I have a project to make a cell phone charger for my beginner's electronics class. Can someone please suggest which value capictors i should use for the filtration of initial 220 v 50 hz ac (of course will step it down and then rectify it) and the output is 9v 0.6 a. thank you.
9V I've not seen in any cell chargers. There maybe.
The most chargers of Nokia and all I've seen 5.xV output. I assume they maybe using a cap of something 1uF or more rated at 250V. However I'm not sure. Note that wrong output may lead to cellphone battery blasting and injuries. The best idea is to open a charger and see the component values inside. Not anything interesting project
This is an educational assignment so it doesn't have to be practical.
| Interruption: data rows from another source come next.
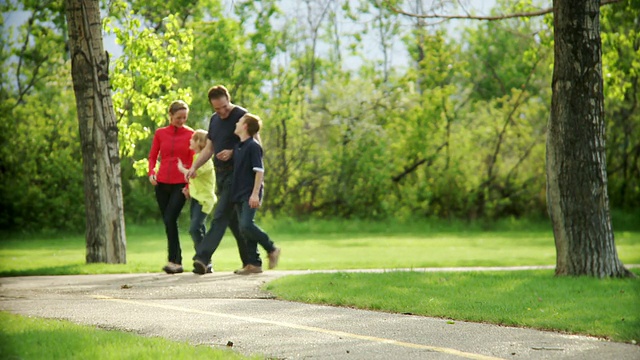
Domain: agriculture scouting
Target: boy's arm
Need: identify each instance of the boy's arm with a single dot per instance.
(254, 199)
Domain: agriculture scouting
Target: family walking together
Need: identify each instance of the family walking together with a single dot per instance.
(222, 171)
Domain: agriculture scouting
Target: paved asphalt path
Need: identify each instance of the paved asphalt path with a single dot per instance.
(223, 308)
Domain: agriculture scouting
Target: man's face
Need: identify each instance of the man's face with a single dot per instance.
(221, 106)
(239, 127)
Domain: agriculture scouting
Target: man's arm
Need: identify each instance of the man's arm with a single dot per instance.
(205, 155)
(254, 199)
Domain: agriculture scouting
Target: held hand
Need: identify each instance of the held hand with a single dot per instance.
(254, 201)
(225, 155)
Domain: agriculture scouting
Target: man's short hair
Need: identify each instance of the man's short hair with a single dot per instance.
(254, 123)
(218, 92)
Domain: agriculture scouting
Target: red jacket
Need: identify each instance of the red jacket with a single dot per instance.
(171, 143)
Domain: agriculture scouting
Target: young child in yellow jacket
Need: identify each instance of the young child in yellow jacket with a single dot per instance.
(201, 190)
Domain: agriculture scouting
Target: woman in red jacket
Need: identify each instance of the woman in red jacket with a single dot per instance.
(171, 143)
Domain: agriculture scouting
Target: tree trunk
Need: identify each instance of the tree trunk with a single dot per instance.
(577, 196)
(105, 235)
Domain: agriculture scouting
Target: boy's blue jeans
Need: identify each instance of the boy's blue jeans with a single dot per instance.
(224, 215)
(252, 233)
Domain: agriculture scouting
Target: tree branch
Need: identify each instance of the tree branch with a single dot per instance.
(488, 18)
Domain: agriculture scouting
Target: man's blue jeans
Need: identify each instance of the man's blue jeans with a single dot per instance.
(252, 233)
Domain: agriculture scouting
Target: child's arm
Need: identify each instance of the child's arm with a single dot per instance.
(181, 167)
(254, 199)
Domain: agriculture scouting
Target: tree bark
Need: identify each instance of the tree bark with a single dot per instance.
(105, 227)
(577, 197)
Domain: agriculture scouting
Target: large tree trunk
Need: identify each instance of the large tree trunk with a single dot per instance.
(105, 235)
(577, 195)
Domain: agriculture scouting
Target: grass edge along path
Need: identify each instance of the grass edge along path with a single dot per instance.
(605, 308)
(24, 337)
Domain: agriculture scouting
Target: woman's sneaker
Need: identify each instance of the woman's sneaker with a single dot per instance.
(274, 256)
(248, 270)
(199, 267)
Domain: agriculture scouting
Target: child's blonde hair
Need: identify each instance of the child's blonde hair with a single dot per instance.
(200, 138)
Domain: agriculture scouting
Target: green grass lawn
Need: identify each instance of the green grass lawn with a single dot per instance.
(608, 308)
(32, 338)
(315, 245)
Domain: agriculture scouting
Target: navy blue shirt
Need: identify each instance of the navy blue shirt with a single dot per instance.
(222, 136)
(248, 160)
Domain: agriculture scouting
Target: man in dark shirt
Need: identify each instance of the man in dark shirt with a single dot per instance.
(221, 141)
(246, 194)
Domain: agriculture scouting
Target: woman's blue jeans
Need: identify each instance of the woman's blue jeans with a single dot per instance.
(171, 201)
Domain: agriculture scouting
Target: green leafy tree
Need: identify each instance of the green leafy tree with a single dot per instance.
(39, 163)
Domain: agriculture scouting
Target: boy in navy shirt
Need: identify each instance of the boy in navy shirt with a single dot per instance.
(246, 193)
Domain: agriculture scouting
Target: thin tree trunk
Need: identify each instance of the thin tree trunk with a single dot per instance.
(105, 231)
(577, 196)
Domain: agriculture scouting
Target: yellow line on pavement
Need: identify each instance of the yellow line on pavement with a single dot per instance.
(307, 328)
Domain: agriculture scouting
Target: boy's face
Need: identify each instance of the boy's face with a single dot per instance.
(240, 127)
(221, 106)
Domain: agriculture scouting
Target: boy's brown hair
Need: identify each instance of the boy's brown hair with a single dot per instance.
(178, 105)
(253, 122)
(218, 92)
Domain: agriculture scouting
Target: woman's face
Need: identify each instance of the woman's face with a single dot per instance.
(179, 118)
(193, 144)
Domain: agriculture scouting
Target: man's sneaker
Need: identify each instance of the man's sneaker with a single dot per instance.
(199, 267)
(172, 268)
(248, 270)
(274, 256)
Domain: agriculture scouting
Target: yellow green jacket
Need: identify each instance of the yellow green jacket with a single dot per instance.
(203, 186)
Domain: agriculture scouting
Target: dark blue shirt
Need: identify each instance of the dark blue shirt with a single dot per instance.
(222, 136)
(248, 161)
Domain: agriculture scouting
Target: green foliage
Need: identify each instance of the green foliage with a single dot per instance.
(40, 162)
(621, 72)
(144, 77)
(458, 133)
(318, 245)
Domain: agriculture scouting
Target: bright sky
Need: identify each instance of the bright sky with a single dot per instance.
(479, 7)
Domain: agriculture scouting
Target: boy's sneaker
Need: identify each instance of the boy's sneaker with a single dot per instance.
(274, 256)
(248, 270)
(199, 267)
(172, 268)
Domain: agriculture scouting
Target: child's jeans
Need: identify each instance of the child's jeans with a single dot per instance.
(197, 228)
(252, 233)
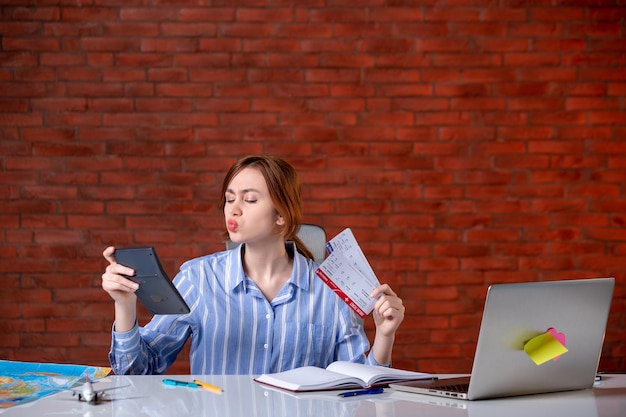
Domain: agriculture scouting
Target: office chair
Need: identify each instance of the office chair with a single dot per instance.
(312, 235)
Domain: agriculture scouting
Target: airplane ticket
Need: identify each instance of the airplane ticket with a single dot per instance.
(348, 273)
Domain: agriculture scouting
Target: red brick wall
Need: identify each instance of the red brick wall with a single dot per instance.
(466, 142)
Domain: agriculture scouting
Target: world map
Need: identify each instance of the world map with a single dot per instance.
(22, 382)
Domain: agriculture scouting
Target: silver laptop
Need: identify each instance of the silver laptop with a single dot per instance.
(513, 315)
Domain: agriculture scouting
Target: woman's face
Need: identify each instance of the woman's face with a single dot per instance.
(249, 213)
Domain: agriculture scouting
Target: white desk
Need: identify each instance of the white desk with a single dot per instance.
(147, 396)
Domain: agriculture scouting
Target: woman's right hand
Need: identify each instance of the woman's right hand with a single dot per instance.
(122, 291)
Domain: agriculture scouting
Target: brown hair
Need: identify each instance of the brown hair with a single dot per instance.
(284, 188)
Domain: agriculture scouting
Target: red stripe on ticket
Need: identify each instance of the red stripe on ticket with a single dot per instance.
(340, 293)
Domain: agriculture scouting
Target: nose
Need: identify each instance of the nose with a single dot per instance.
(234, 208)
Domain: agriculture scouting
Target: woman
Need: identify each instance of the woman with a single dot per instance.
(258, 308)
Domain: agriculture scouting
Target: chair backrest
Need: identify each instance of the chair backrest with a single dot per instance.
(314, 238)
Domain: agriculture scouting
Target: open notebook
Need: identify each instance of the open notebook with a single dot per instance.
(518, 316)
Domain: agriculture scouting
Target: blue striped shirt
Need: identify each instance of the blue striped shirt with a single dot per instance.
(234, 329)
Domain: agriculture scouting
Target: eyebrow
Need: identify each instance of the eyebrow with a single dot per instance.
(246, 190)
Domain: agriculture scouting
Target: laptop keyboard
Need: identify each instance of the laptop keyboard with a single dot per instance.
(454, 387)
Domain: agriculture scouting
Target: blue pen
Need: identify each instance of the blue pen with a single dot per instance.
(176, 383)
(375, 390)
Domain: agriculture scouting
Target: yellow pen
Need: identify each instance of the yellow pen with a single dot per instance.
(214, 389)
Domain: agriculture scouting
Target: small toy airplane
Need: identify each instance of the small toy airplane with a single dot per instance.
(89, 395)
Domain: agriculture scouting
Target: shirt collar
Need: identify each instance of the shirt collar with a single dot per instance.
(235, 275)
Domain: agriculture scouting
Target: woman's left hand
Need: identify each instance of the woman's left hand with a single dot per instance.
(388, 311)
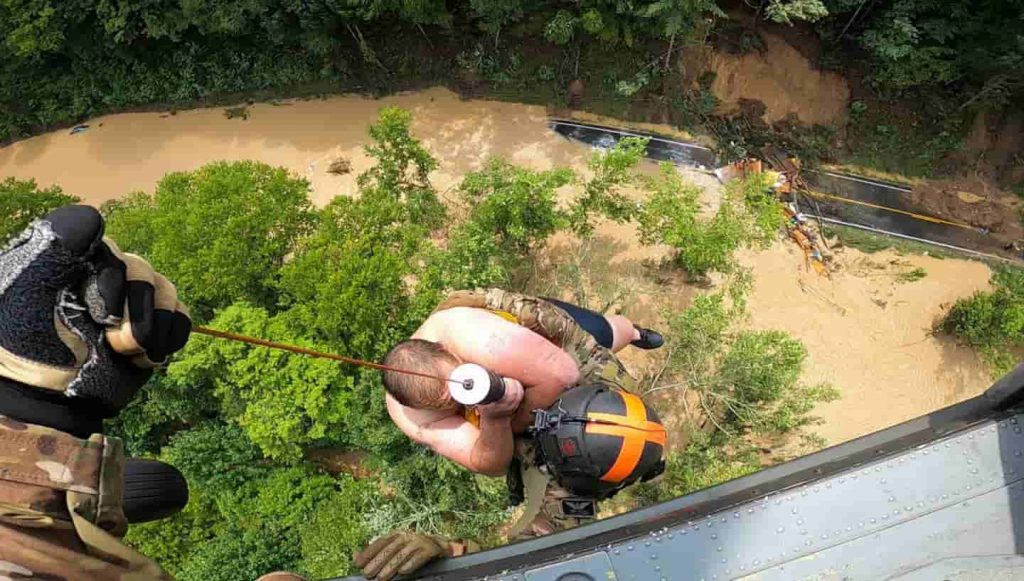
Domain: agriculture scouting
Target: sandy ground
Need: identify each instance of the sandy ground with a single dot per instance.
(868, 334)
(865, 334)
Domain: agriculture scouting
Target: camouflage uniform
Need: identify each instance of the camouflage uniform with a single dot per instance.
(597, 365)
(60, 507)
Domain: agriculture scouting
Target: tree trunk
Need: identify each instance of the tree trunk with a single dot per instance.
(668, 57)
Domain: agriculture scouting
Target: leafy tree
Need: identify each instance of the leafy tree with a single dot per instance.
(496, 14)
(787, 11)
(747, 381)
(215, 458)
(992, 321)
(687, 18)
(161, 409)
(346, 284)
(220, 233)
(22, 202)
(517, 204)
(467, 506)
(601, 194)
(283, 402)
(401, 169)
(174, 541)
(337, 530)
(672, 215)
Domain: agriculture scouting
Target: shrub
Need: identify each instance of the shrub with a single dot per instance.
(517, 204)
(991, 322)
(601, 194)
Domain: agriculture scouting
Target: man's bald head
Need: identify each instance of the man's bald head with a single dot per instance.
(422, 357)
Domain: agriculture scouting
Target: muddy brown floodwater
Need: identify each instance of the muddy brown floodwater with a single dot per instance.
(865, 332)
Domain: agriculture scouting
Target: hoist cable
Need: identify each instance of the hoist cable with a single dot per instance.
(310, 353)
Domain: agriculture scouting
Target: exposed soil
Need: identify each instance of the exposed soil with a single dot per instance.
(993, 149)
(783, 79)
(974, 201)
(865, 334)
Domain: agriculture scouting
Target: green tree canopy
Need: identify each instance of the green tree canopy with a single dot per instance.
(23, 201)
(221, 233)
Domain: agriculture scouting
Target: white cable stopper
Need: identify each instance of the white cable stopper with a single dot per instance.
(472, 384)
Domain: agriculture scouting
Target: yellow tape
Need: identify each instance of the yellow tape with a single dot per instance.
(888, 209)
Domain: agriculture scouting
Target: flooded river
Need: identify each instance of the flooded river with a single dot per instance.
(865, 333)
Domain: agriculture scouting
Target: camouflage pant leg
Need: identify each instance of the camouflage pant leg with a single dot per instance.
(550, 517)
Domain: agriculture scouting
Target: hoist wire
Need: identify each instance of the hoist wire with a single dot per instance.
(310, 353)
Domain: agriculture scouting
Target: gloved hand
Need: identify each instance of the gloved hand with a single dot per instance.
(82, 325)
(399, 553)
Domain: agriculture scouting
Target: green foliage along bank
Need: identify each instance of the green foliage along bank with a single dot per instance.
(992, 322)
(23, 201)
(748, 214)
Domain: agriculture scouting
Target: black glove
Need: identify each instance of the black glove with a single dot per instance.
(82, 325)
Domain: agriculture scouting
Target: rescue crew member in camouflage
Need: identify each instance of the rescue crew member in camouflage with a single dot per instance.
(82, 327)
(541, 347)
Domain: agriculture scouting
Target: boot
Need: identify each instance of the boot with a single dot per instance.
(649, 339)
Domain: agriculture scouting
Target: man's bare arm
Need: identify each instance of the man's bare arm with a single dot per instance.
(507, 348)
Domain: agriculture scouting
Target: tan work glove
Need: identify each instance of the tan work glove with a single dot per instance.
(399, 553)
(82, 325)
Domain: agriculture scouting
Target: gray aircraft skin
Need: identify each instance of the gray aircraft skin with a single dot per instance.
(937, 498)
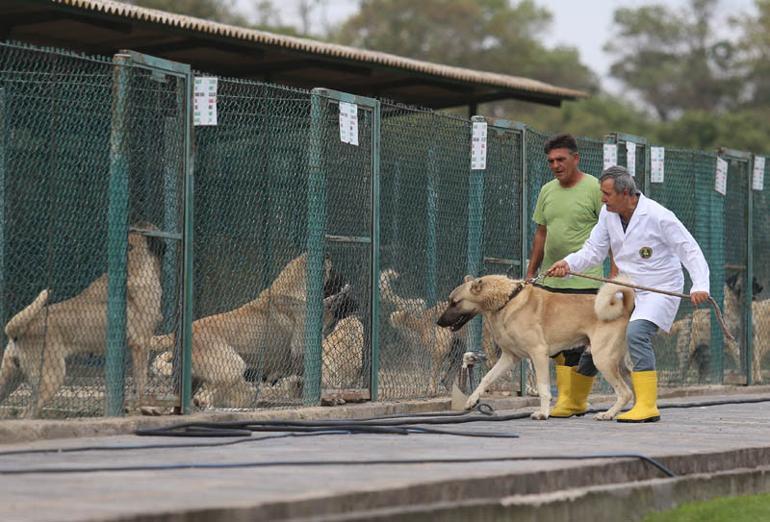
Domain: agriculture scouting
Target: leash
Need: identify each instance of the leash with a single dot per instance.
(713, 303)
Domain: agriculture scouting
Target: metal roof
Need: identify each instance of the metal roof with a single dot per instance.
(107, 26)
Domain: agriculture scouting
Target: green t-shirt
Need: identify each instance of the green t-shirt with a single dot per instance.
(569, 214)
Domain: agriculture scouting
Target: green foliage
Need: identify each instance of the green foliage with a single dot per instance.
(491, 35)
(674, 59)
(734, 509)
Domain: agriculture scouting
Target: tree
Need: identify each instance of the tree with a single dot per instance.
(673, 59)
(754, 54)
(492, 35)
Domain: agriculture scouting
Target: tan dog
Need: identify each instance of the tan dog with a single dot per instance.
(266, 333)
(528, 321)
(417, 323)
(42, 336)
(343, 353)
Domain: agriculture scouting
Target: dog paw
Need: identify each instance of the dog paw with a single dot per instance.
(471, 402)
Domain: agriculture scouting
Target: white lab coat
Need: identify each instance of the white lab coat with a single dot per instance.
(656, 231)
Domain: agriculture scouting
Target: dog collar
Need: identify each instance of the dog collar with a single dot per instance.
(516, 291)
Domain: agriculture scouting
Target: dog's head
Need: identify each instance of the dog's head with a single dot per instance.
(735, 284)
(477, 295)
(339, 306)
(140, 244)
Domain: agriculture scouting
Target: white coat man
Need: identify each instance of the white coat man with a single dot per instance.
(650, 245)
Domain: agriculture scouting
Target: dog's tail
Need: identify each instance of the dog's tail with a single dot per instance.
(162, 365)
(614, 301)
(19, 322)
(163, 342)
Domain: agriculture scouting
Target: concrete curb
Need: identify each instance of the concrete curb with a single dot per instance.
(623, 489)
(628, 502)
(16, 431)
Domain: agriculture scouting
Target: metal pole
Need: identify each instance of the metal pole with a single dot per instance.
(374, 323)
(524, 238)
(117, 239)
(749, 294)
(187, 245)
(316, 221)
(475, 225)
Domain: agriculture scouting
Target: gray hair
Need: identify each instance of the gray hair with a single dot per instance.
(621, 177)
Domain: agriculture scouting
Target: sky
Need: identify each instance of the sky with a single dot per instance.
(584, 24)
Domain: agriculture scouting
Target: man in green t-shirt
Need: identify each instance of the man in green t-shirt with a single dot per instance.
(566, 211)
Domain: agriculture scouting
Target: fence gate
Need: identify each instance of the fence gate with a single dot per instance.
(343, 229)
(150, 176)
(738, 264)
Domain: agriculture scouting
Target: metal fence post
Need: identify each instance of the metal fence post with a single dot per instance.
(524, 236)
(475, 228)
(316, 225)
(749, 294)
(117, 239)
(187, 246)
(375, 270)
(431, 290)
(3, 145)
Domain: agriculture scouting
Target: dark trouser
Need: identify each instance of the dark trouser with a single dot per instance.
(578, 357)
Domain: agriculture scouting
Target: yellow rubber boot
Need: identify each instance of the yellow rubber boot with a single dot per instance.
(646, 398)
(573, 400)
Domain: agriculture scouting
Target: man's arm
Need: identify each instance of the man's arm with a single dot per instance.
(689, 253)
(538, 249)
(593, 252)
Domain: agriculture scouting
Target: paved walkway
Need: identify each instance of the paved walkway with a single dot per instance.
(687, 440)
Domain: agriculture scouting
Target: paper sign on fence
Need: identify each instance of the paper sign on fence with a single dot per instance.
(349, 123)
(720, 180)
(758, 180)
(205, 101)
(610, 155)
(631, 157)
(657, 160)
(479, 146)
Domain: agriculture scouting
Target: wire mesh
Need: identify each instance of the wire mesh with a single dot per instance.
(271, 176)
(692, 352)
(425, 175)
(760, 307)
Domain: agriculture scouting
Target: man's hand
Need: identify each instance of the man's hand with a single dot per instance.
(560, 269)
(699, 297)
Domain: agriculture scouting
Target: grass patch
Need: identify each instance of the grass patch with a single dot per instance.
(734, 509)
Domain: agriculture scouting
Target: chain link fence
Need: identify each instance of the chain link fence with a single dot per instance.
(316, 265)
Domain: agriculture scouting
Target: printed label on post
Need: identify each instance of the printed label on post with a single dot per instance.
(758, 180)
(657, 160)
(205, 101)
(610, 155)
(631, 158)
(479, 146)
(349, 123)
(720, 181)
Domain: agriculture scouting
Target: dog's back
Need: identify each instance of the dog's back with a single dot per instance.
(614, 301)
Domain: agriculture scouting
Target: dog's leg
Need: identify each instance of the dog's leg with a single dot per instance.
(543, 378)
(504, 364)
(609, 357)
(139, 358)
(11, 375)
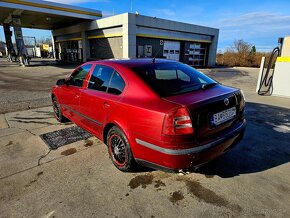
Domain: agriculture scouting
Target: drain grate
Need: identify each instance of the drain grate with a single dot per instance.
(65, 136)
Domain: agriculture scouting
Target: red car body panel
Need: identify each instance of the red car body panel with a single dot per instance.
(140, 113)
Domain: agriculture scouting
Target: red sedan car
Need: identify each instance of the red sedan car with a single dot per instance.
(155, 113)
You could use a 12V mains transformer to convert the 220VAC to 12VAC, a bridge rectifier and smoothing capacitor, to convert it to DC and a regulator such as the LM317 to reduce the voltage to 9V.
A 2200µF smoothing capacitor should be big enough to reduce the ripple before the regulator to an acceptable level, the circuit for the LM317 is on the datasheet which can be found using Google and the resistor values can be calculated using the utility in the tools section of this site.
If the link provide a good way of calculating the smoothing capacitor, for an unregulated power supply at 9 volts, 0.6 Amp. 50 Hz, a 6800µF (theorical 6667µF) capacitor should be used to obtain an acceptable ripple near 10%.
The ripple only needs to be low enough so the valley voltage never falls below the output voltage plus the drop-out, in this case about 11.5V.
The peak voltage is 17, minus 2V rectifier loss gives 15V, minus 11.5 is 3.5V of ripple which will require a 1700µF capacitor, 2200µF is the nearest standard value.
I was giving the answer for what I understand to be the original poster question: The smoothing capacitor needed for a power supply outputting 9V, 0.6 Amp. (50Hz for the calculations).